Her eyes drop. “My mother conceived me as a weapon against my father, and then used me as a bargaining chip to get what she wanted. My father left me to be raised by his mother, who doted on me until she realized I didn’t inherit his power, and then barely tolerated me. My uncles are all dead or in the Legion, but they left behind sons who bullied me while my grandmother watched. My aunts don’t care about one weak little half-breed, for the most part. I got pity from some, but…” she shrugs. “They all think I’m worthless, and they’re probably right. I inherited my father’s skill, but not his strength.” She looks up at him again, and he is startled by the mingled admiration and self-loathing on her face. “I used to think skill could make up for raw power, but…” she blinks, and a few tears creep down her cheeks. “I couldn’t stop you, so I guess that proves me wrong.”

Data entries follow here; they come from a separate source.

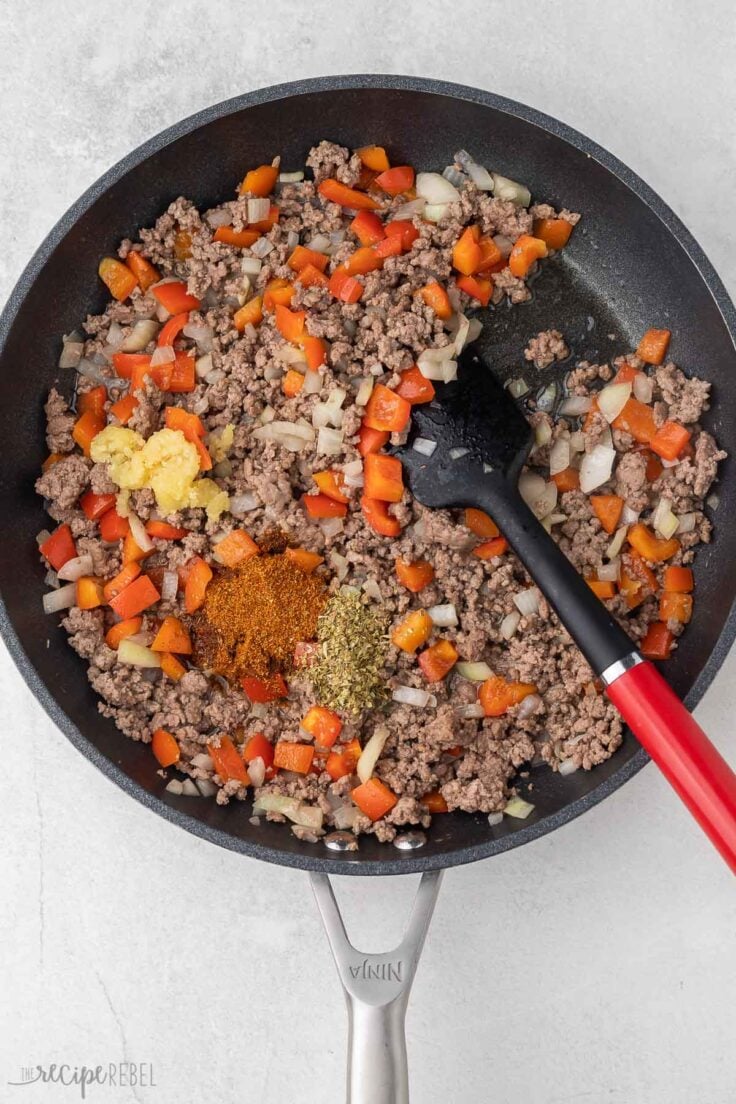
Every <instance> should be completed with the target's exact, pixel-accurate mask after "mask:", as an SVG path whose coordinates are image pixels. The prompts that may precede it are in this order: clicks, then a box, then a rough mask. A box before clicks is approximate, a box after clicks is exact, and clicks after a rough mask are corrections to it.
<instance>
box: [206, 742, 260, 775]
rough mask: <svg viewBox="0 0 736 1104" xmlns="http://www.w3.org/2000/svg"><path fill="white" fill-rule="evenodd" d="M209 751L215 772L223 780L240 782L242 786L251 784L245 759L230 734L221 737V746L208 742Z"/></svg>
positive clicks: (207, 751)
mask: <svg viewBox="0 0 736 1104" xmlns="http://www.w3.org/2000/svg"><path fill="white" fill-rule="evenodd" d="M207 753H209V755H210V758H211V760H212V762H213V764H214V768H215V773H216V774H217V775H218V776H220V777H221V778H222V781H223V782H239V783H241V785H242V786H249V785H250V777H249V775H248V772H247V769H246V766H245V761H244V758H243V756H242V755H241V753H239V752H238V750H237V747H236V746H235V744H234V743H233V741H232V740H231V739H230V736H221V737H220V746H218V747H216V746H215V744H214V743H211V744H207Z"/></svg>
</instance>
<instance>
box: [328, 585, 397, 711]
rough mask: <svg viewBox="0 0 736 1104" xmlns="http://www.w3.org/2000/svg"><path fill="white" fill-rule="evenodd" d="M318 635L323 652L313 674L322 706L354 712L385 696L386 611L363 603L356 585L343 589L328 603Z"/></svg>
mask: <svg viewBox="0 0 736 1104" xmlns="http://www.w3.org/2000/svg"><path fill="white" fill-rule="evenodd" d="M317 638H318V641H319V651H318V654H317V659H316V661H314V662H313V664H312V666H311V667H310V668H309V678H310V679H311V683H312V688H313V691H314V696H316V698H317V701H319V703H320V705H327V707H329V708H330V709H337V710H338V711H339V712H342V713H348V714H351V715H353V716H355V715H358V714H359V713H362V712H363V710H364V709H374V708H375V707H376V705H380V704H381V703H382V702H384V701H385V700H386V698H387V697H388V691H387V688H386V679H385V675H384V672H383V667H384V664H385V659H386V652H387V650H388V637H387V635H386V617H385V615H383V614H382V613H380V612H378V611H377V609H375V607H372V606H367V605H365V604H364V602H363V598H362V597H361V595H360V594H359V593H358V592H356V591H354V590H352V587H343V588H342V590H341V591H339V592H338V594H335V595H334V596H333V597H331V598H330V601H329V602H328V604H327V606H326V607H324V612H323V613H322V614H321V616H320V618H319V622H318V628H317Z"/></svg>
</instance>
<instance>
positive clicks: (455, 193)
mask: <svg viewBox="0 0 736 1104" xmlns="http://www.w3.org/2000/svg"><path fill="white" fill-rule="evenodd" d="M416 193H417V195H420V197H422V199H423V200H426V201H427V203H430V204H439V203H455V202H457V200H459V199H460V193H459V191H458V190H457V188H456V187H455V184H451V183H450V182H449V180H446V179H445V177H442V176H441V174H440V173H439V172H419V173H417V178H416Z"/></svg>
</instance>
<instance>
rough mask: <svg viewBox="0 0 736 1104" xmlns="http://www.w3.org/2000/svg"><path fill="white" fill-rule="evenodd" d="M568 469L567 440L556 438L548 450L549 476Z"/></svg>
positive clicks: (568, 442) (564, 439) (568, 456)
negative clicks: (559, 471) (565, 469)
mask: <svg viewBox="0 0 736 1104" xmlns="http://www.w3.org/2000/svg"><path fill="white" fill-rule="evenodd" d="M568 467H569V438H568V437H557V439H556V440H555V443H554V445H553V446H552V448H551V449H550V475H551V476H556V475H557V474H558V473H559V471H564V470H565V469H566V468H568Z"/></svg>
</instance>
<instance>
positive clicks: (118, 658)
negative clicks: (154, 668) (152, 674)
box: [117, 636, 161, 667]
mask: <svg viewBox="0 0 736 1104" xmlns="http://www.w3.org/2000/svg"><path fill="white" fill-rule="evenodd" d="M117 657H118V664H128V665H130V666H131V667H160V666H161V660H160V657H159V655H158V654H157V652H156V651H151V649H150V648H147V647H145V645H142V644H136V641H135V640H131V638H130V637H129V636H128V637H126V638H125V640H120V644H119V646H118V651H117Z"/></svg>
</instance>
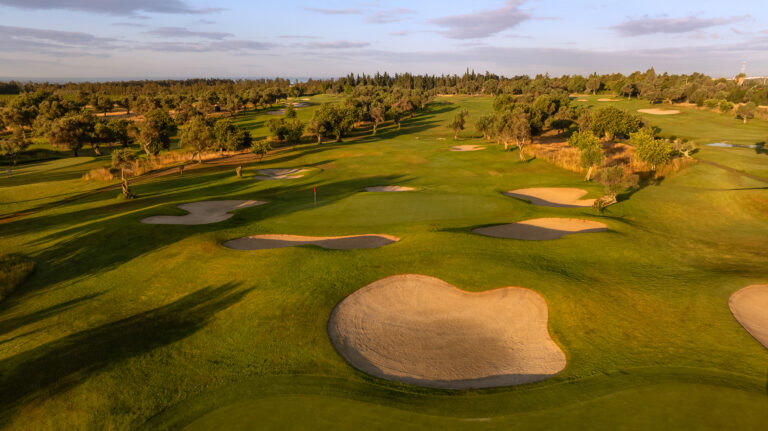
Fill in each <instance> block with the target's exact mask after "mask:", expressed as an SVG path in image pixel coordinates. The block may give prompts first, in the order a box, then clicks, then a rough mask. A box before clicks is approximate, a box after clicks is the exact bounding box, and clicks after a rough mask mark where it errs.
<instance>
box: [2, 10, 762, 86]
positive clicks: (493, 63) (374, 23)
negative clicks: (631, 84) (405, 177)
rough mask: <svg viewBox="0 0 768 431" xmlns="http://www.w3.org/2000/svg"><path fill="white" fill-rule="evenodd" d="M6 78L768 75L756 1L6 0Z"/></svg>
mask: <svg viewBox="0 0 768 431" xmlns="http://www.w3.org/2000/svg"><path fill="white" fill-rule="evenodd" d="M0 13H1V14H2V16H3V19H2V20H1V21H0V79H3V80H10V79H17V80H22V81H27V80H36V81H45V80H48V81H52V80H55V81H59V82H60V81H77V82H81V81H85V80H91V81H112V80H124V79H136V80H143V79H186V78H222V79H240V78H241V77H242V79H258V78H246V77H276V76H281V77H282V76H286V77H304V78H309V77H312V78H329V77H339V76H344V75H347V74H348V73H350V72H352V73H356V74H363V73H365V74H375V73H376V72H381V73H383V72H388V73H390V74H395V73H404V72H410V73H413V74H430V75H432V74H436V75H440V74H459V75H460V74H462V73H463V72H464V71H465V70H466V69H467V68H469V69H473V70H475V71H476V72H477V73H484V72H485V71H486V70H487V71H490V72H492V73H495V74H499V75H505V76H514V75H535V74H539V73H541V74H544V73H549V74H550V75H553V76H560V75H565V74H568V75H571V74H589V73H592V72H598V73H614V72H618V73H624V74H628V73H631V72H633V71H636V70H640V71H644V70H647V69H648V68H650V67H654V68H655V69H656V71H657V72H658V73H664V72H668V73H671V74H681V73H692V72H700V73H704V74H707V75H711V76H713V77H733V76H734V75H736V74H737V73H739V71H740V69H741V65H742V62H743V61H746V62H747V74H748V75H749V76H765V75H768V25H765V23H766V22H768V20H766V18H768V11H766V10H765V8H763V7H761V3H760V2H758V1H748V2H742V3H738V4H731V3H722V2H715V1H698V2H694V1H679V2H664V1H658V0H653V1H646V2H643V3H642V4H624V3H621V4H607V5H606V4H603V3H602V2H600V1H592V0H590V1H582V2H567V1H563V0H529V1H526V0H509V1H499V0H493V1H491V0H484V1H479V2H474V3H471V4H470V3H467V2H459V1H441V2H436V1H426V2H420V3H415V2H405V1H401V0H394V1H389V2H381V1H367V2H353V1H333V2H332V1H318V2H297V1H288V2H284V3H281V4H257V5H253V4H250V3H249V2H245V1H240V0H230V1H222V2H210V1H209V0H160V1H151V0H136V1H133V2H130V3H125V2H120V1H116V0H105V1H99V2H89V1H82V0H56V1H54V0H34V1H23V0H0Z"/></svg>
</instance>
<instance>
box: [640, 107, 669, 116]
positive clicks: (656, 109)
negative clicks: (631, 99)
mask: <svg viewBox="0 0 768 431" xmlns="http://www.w3.org/2000/svg"><path fill="white" fill-rule="evenodd" d="M637 112H640V113H643V114H650V115H675V114H679V113H680V111H678V110H677V109H656V108H651V109H638V110H637Z"/></svg>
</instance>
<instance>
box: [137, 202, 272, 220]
mask: <svg viewBox="0 0 768 431" xmlns="http://www.w3.org/2000/svg"><path fill="white" fill-rule="evenodd" d="M265 203H266V202H262V201H242V200H229V201H202V202H192V203H188V204H181V205H178V207H179V208H180V209H183V210H184V211H188V212H189V214H187V215H183V216H152V217H147V218H143V219H141V222H142V223H147V224H186V225H193V224H208V223H217V222H220V221H224V220H226V219H228V218H230V217H232V211H235V210H239V209H243V208H248V207H252V206H254V205H262V204H265Z"/></svg>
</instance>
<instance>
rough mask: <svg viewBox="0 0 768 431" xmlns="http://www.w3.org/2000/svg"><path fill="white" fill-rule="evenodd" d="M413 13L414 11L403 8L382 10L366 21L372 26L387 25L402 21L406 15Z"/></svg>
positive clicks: (415, 12) (412, 14)
mask: <svg viewBox="0 0 768 431" xmlns="http://www.w3.org/2000/svg"><path fill="white" fill-rule="evenodd" d="M415 13H416V12H415V11H413V10H411V9H405V8H398V9H390V10H382V11H378V12H376V13H375V14H373V15H371V16H369V17H368V20H367V21H368V22H370V23H372V24H389V23H392V22H398V21H402V20H404V19H405V18H406V17H407V16H408V15H413V14H415Z"/></svg>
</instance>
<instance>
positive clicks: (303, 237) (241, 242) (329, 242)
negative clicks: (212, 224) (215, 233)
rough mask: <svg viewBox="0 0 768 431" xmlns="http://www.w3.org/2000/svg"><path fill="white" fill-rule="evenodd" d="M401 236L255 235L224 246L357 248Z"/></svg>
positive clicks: (231, 241)
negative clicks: (398, 236) (305, 235)
mask: <svg viewBox="0 0 768 431" xmlns="http://www.w3.org/2000/svg"><path fill="white" fill-rule="evenodd" d="M397 241H400V238H398V237H396V236H392V235H374V234H370V235H349V236H300V235H253V236H246V237H243V238H237V239H233V240H230V241H227V242H225V243H224V244H223V245H224V247H228V248H234V249H236V250H268V249H273V248H283V247H293V246H297V245H314V246H317V247H322V248H327V249H330V250H357V249H363V248H377V247H382V246H385V245H388V244H392V243H393V242H397Z"/></svg>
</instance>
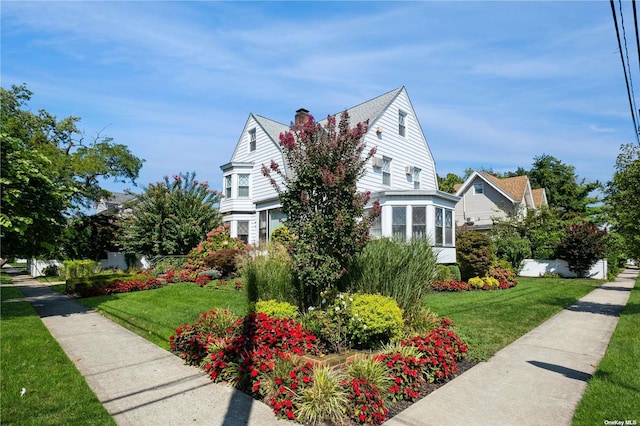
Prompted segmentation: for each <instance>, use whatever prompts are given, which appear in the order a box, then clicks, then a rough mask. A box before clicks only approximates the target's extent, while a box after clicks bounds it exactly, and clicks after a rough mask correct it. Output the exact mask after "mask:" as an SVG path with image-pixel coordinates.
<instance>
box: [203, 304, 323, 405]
mask: <svg viewBox="0 0 640 426" xmlns="http://www.w3.org/2000/svg"><path fill="white" fill-rule="evenodd" d="M315 342H316V337H315V336H314V335H313V334H311V333H310V332H309V331H307V330H305V329H303V328H302V325H300V324H299V323H297V322H296V321H294V320H292V319H280V318H272V317H269V316H267V315H265V314H263V313H251V314H248V315H246V316H245V317H244V319H243V320H242V332H241V333H239V334H238V335H236V336H234V337H233V338H231V339H230V340H228V341H227V342H225V344H224V345H222V347H220V348H219V349H218V348H216V351H213V352H212V353H211V354H210V355H209V356H208V358H207V360H206V361H207V363H206V365H205V371H206V372H207V373H208V374H209V375H210V377H211V379H212V380H213V381H228V382H231V383H233V384H235V385H237V386H238V387H239V388H240V389H243V390H245V391H247V392H249V393H254V394H260V393H261V388H260V379H259V378H258V376H259V375H260V374H262V373H266V372H268V371H272V370H273V368H274V363H275V361H277V360H278V359H282V358H284V357H287V356H289V354H296V355H303V354H310V353H311V354H313V353H318V349H317V347H316V344H315ZM229 365H234V366H237V375H235V376H233V377H232V376H230V374H229V370H228V369H226V367H227V366H229Z"/></svg>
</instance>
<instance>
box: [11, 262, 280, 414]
mask: <svg viewBox="0 0 640 426" xmlns="http://www.w3.org/2000/svg"><path fill="white" fill-rule="evenodd" d="M13 282H14V284H15V285H16V286H17V287H18V288H19V289H20V290H21V291H22V293H23V294H24V295H25V297H26V299H27V300H28V301H30V302H32V303H33V305H34V307H35V308H36V310H37V312H38V314H39V315H40V317H41V318H42V321H43V322H44V324H45V326H46V327H47V328H48V329H49V332H50V333H51V335H52V336H53V337H54V338H55V339H56V340H57V341H58V343H60V346H62V348H63V349H64V351H65V352H66V354H67V356H68V357H69V358H70V359H71V360H72V361H73V362H74V363H75V365H76V367H77V368H78V370H79V371H80V372H81V373H82V374H83V375H84V377H85V379H86V381H87V383H88V384H89V386H90V387H91V389H92V390H93V392H94V393H95V394H96V395H97V397H98V399H99V400H100V402H101V403H102V404H103V405H104V406H105V408H106V409H107V411H108V412H109V414H111V416H113V418H114V420H115V421H116V422H117V424H118V425H122V426H128V425H132V426H141V425H142V426H143V425H171V426H173V425H223V426H240V425H255V426H263V425H266V426H268V425H281V426H282V425H289V426H290V425H291V423H290V422H288V421H284V420H277V419H276V418H275V416H274V414H273V411H272V410H271V408H270V407H268V406H267V405H265V404H263V403H261V402H258V401H255V400H254V399H252V398H251V397H250V396H248V395H247V394H245V393H243V392H240V391H237V390H236V389H234V388H232V387H228V386H222V385H218V384H215V383H213V382H212V381H211V380H210V379H209V377H208V376H206V375H205V374H204V373H202V372H201V371H200V370H198V369H197V368H195V367H191V366H187V365H184V364H183V362H182V360H181V359H180V358H178V357H177V356H175V355H173V354H171V353H169V352H167V351H166V350H164V349H162V348H160V347H158V346H156V345H154V344H153V343H150V342H149V341H147V340H145V339H144V338H142V337H140V336H138V335H136V334H134V333H132V332H130V331H129V330H127V329H125V328H123V327H121V326H119V325H117V324H115V323H113V322H112V321H110V320H108V319H106V318H105V317H103V316H102V315H100V314H98V313H96V312H94V311H91V310H89V309H88V308H86V307H85V306H83V305H81V304H80V303H78V302H76V301H75V300H73V299H70V298H68V297H66V296H65V295H62V294H59V293H56V292H54V291H53V290H50V289H49V288H47V287H46V286H45V285H43V284H41V283H39V282H38V281H36V280H34V279H32V278H31V277H30V276H28V275H14V276H13Z"/></svg>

The fact that she doesn’t sound resentful is one more thing he didn’t expect, and makes him slightly uncomfortable with how he’s been treating her. Some of the attacks she threw at him were impressively complex for the small amount of power that had backed them, and he’d had to break them through sheer strength because he was too impatient to unravel them, or simply couldn’t figure out how to do so.
“Raw power is no substitute for true strength,” he finds himself saying, the words cutting their way out of him from where he’d locked those memories away, tangled emotions bleeding out in their wake.
She sniffles a bit. “I still wish I could come close to commanding even a quarter of your power, but I’ll never be that good. I’m not strong enough to inherit my father’s place or make one of my own, so I came here and I thought I could at least defend it…but I can’t even do that.”
Anger boils out of him again, but it’s not her that it’s directed towards. It’s the same anger that’s been a part of him for so long that he can’t even trace the track it’s worn into his mind. It pulses, flows within him like the beat of his blood, inseparable, integral to him. “Stop that,” he snaps, and is rewarded with a look of wondering admiration on her teary face. He thrusts the amulet out again. “You will maintain the charade that this holds control over you. You will remain here – in these quarters – until I return, and you will not attempt to leave. Is that understood?”
"Yes, my Lord.”
Her face reflects the rapt devotion in her voice and he leaves as quickly as he arrived.